For my money, “The Questing Beast” is the worst Lost in Space (1965-1967) episode yet. The dragon costume is absolutely pathetic, the knight himself is doddering and unsympathetic, and -- in keeping with the series at this juncture -- there is absolutely no rhyme or reason for the existence of these characters in any universe that makes the remotest bit of sense.
And how, exactly, does Sagramonte joust without a steed?
Game of Thronesthis ain’t.
My friend Steve, a regular reader here on the blog, last week observed that by this point in the series’ history, the program was widely considered by the producers and network a children’s program, not a legitimate sci-fi affair. That background detail explanation helps one understand why an episode like “The Questing Beast” exists.
It doesn’t need to make sense, because it’s for the kids.
Unfortunately, the networks and producers made a terrible mistake, and a terrible argument. The assumption that children don’t know a good story when they see it -- or one that makes sense -- is terribly condescending.

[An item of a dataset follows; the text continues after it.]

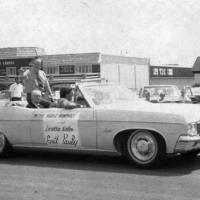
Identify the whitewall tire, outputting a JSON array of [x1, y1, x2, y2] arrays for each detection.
[[126, 130, 165, 168]]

The makers of the series should be doubly ashamed, not just for producing nonsense like this during the Space Age -- the most exciting age in human history -- but for foisting incoherent, nonsense stories on kids.
A series that can create an episode like “My Friend, Mr. Nobody,” “The Magic Mirror,” “The Sky is Falling” or even “The Wreck of the Robot” is clearly capable of doing so much better than this; and of doing right by curious, imaginative children.
Is there a deeper message here? That it is important to have a quest, no matter its nature? Yes, absolutely. Having a purpose is an important thing for people. “The Questing Beast” attempts to get across that notion.
As Smith notes “It’s not the quarry that makes the hunt, nor the goal the game.” I like the line, but it sounds completely incongruous coming from Smith, especially because Smith had earlier termed the quest for “the unobtainable” pure nonsense.
For me, the line -- poorly placed -- is but a list-minute attempt to paint meaning on another wardrobe raiding exercise.